Conexon has modeled the cost to build fiber networks to every rural home in the country. I’m telling you the NTIA’s requirement for a $30 service won’t work.

Especially since ACP, and the $75 subsidy for high-cost areas, is going away.

Why it matters:

It is pernicious of NTIA to require that BEAD recipients offer a $30 low-income subscriber service in the very areas that Congress and the FCC determined require $75 or more to be economically viable.

Bottom line:

NTIA instead should define affordability to be $30 after applicable low-income subsidies for those households eligible for low-income programs.

That way, a household that qualified for the Lifeline program (the only remaining low-income subsidy) could receive broadband for $30 a month.

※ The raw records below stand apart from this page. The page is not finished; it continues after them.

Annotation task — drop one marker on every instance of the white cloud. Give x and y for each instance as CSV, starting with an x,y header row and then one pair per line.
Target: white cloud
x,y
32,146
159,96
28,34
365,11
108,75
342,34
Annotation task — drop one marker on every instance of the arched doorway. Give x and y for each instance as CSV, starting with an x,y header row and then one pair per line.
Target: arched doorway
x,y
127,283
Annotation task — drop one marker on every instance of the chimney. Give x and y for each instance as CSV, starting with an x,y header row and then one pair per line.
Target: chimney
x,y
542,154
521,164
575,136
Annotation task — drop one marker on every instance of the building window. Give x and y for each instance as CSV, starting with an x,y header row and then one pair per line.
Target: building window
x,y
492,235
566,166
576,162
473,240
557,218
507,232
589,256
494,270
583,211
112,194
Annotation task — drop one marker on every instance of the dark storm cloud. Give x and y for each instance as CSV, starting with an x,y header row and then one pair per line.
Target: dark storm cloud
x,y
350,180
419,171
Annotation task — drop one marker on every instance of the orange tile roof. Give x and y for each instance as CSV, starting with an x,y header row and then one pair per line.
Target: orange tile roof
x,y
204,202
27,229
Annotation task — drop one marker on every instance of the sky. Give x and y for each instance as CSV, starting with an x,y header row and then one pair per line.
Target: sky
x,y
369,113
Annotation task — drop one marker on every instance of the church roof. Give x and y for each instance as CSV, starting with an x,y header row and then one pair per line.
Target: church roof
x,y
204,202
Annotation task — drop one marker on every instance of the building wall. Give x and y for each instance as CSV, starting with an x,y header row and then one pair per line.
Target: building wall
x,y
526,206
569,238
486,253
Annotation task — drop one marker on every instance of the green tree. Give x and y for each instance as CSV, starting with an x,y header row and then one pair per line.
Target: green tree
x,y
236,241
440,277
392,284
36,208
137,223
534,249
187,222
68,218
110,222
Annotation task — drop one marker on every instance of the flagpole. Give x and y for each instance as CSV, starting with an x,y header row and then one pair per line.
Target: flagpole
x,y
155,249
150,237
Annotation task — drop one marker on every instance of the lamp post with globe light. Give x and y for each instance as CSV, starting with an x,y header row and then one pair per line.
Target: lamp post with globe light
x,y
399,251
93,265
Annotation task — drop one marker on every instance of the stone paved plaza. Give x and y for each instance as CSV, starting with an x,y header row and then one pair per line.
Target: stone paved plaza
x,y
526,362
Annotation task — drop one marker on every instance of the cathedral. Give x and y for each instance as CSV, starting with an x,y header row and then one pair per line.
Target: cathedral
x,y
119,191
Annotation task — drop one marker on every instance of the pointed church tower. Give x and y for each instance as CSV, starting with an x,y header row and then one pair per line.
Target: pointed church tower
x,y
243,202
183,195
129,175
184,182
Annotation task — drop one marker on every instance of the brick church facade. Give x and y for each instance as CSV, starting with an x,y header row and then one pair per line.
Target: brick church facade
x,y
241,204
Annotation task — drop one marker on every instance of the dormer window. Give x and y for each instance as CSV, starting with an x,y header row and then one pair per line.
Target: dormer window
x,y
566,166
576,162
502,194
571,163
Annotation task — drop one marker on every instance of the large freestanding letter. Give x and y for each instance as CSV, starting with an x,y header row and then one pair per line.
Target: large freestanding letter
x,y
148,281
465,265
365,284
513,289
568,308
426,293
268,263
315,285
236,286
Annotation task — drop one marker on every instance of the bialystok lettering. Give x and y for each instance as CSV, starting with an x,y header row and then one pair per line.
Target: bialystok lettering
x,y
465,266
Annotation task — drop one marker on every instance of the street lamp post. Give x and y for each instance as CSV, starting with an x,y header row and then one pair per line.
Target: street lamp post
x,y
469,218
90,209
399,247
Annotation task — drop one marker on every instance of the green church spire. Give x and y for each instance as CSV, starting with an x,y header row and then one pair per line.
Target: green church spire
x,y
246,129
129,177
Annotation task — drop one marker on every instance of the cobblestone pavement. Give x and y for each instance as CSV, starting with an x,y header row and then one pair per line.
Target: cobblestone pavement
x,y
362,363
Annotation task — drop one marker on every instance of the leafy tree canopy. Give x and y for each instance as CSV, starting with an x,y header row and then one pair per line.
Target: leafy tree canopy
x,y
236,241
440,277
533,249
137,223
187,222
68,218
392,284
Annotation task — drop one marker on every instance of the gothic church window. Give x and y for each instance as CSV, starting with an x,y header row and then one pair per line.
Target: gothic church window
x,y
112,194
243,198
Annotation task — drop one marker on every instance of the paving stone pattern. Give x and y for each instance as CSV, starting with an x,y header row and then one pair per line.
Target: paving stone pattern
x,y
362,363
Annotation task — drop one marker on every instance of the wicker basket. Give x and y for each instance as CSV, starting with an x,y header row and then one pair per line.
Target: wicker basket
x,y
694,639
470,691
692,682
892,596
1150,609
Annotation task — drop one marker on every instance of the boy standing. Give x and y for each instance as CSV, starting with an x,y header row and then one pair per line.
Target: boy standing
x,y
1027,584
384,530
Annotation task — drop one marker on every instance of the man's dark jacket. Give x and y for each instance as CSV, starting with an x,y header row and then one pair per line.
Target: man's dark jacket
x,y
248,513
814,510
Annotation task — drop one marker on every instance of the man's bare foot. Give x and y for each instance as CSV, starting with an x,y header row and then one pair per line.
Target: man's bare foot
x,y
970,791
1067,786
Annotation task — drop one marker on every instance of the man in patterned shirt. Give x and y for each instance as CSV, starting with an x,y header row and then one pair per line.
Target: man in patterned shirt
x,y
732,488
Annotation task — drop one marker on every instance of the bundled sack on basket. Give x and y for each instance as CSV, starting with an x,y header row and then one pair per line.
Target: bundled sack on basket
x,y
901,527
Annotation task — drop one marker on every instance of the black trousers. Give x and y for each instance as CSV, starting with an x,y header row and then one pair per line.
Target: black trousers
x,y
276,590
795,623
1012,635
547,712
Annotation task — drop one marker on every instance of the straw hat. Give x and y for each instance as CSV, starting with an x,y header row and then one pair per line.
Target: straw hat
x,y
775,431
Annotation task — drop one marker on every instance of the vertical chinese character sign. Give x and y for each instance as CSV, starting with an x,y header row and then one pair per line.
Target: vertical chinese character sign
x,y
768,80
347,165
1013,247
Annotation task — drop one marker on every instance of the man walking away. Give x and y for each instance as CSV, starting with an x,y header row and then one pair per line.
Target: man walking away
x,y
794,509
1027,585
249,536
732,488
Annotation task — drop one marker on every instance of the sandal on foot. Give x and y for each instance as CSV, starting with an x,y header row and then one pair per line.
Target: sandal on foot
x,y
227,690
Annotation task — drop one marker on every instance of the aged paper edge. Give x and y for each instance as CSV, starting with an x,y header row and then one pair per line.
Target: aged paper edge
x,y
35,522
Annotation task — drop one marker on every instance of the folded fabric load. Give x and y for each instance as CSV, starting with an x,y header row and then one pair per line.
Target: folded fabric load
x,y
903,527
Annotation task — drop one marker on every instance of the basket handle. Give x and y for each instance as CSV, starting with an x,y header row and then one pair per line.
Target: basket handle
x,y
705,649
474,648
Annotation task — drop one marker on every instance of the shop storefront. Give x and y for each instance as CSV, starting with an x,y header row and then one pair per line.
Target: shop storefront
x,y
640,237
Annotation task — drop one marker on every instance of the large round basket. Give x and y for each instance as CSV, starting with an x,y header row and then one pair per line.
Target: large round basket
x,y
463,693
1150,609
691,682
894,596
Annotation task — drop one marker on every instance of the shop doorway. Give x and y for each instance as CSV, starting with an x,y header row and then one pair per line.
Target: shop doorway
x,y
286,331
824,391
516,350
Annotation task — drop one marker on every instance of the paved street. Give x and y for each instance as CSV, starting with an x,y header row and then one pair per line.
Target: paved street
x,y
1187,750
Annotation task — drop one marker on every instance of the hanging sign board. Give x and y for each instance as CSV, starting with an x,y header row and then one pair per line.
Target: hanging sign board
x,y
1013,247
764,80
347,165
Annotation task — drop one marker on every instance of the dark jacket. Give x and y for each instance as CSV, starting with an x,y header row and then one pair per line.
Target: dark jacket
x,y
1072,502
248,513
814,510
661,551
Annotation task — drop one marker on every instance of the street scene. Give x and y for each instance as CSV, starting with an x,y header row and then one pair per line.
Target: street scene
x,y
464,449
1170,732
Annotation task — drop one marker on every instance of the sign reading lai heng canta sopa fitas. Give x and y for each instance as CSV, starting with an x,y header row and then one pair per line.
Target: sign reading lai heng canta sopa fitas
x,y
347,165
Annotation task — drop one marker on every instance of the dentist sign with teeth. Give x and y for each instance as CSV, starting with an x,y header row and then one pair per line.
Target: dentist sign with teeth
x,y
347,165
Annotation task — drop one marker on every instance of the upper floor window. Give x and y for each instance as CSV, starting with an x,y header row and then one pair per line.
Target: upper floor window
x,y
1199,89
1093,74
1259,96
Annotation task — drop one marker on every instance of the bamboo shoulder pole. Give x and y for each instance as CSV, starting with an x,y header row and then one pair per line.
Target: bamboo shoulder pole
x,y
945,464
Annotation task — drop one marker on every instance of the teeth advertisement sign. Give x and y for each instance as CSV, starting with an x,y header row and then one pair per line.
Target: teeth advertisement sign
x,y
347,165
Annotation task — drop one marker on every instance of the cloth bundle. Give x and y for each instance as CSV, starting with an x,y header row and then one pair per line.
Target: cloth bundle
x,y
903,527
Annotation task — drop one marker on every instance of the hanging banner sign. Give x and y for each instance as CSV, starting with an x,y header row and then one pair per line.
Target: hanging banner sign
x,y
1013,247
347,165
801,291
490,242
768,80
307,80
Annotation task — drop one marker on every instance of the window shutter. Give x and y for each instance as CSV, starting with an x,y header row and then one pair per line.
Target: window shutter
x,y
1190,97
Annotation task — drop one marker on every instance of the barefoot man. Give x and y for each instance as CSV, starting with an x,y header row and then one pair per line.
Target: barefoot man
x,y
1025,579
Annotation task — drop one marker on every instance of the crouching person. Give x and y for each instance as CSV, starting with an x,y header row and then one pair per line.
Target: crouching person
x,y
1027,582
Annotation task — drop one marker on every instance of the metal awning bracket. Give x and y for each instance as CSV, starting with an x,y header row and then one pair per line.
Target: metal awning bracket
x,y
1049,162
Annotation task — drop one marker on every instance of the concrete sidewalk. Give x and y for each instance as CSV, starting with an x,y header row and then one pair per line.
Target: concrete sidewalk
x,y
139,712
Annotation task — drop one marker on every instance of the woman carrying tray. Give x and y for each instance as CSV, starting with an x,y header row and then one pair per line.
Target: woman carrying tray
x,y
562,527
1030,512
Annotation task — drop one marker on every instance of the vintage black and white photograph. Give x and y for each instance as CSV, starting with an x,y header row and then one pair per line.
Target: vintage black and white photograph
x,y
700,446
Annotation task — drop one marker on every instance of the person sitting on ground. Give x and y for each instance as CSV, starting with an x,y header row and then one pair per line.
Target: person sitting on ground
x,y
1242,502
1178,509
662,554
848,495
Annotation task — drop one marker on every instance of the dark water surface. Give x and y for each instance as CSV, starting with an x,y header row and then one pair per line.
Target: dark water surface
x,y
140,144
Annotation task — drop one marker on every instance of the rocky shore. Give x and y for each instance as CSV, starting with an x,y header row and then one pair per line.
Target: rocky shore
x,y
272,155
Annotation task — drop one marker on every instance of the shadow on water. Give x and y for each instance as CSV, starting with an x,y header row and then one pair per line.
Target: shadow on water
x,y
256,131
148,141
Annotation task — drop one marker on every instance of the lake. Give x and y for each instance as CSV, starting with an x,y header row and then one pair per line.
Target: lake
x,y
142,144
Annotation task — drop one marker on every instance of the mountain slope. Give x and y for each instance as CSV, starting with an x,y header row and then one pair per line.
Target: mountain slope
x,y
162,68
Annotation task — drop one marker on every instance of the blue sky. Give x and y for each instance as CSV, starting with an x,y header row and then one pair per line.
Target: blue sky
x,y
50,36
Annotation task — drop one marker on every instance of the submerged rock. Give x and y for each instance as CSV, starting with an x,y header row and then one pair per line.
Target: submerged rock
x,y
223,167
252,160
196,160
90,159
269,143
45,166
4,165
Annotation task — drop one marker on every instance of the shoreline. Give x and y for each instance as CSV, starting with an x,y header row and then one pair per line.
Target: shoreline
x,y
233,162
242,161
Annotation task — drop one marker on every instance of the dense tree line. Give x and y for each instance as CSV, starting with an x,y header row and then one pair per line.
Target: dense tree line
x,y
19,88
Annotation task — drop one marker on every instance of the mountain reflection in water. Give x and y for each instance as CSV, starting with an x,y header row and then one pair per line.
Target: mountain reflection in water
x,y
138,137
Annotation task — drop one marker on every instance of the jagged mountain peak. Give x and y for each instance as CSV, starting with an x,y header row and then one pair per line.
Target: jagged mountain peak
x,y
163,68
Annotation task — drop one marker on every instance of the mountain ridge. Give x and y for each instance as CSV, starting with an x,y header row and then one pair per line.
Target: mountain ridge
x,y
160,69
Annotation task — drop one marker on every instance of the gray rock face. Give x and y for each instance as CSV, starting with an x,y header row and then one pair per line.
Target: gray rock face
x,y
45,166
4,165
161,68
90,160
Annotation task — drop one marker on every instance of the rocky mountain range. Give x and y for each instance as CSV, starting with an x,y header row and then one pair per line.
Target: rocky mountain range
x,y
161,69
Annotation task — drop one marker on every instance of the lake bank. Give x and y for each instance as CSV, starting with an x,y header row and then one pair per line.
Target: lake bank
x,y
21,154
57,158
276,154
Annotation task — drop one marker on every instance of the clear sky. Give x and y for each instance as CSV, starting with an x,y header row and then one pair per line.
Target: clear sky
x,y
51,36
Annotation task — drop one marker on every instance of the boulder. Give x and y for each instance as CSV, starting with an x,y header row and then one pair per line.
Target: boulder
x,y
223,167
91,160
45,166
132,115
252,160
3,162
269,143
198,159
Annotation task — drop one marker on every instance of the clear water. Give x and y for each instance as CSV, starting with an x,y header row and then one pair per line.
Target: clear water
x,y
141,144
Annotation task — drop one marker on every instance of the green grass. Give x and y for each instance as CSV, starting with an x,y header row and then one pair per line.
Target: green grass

An Easy Solution to a Clear Problem 

There is a solution using language directly from the Infrastructure Act.

Relief could be given:

“[U]pon a showing that the applicability of the lower limit…[the $30 rate] to the provision of the affordable connectivity benefit by the provider would cause particularized economic hardship to the provider such that the provider may not be able to maintain the operation of part or all of its broadband network…”
— Infrastructure Act, Division F, Title V, § 60502(a)(2)(G)(i)

In other words:

In a BEAD grant area, if an applicant could show that a $30 rate, absent a low-income subsidy, would cause particularized economic hardship, the requirement of a $30 service tier would be waived.

The final word:

Without a change to NTIA’s $30 service tier requirement, rural America will not get the critical infrastructure it needs — even with $42.5 billion in grants.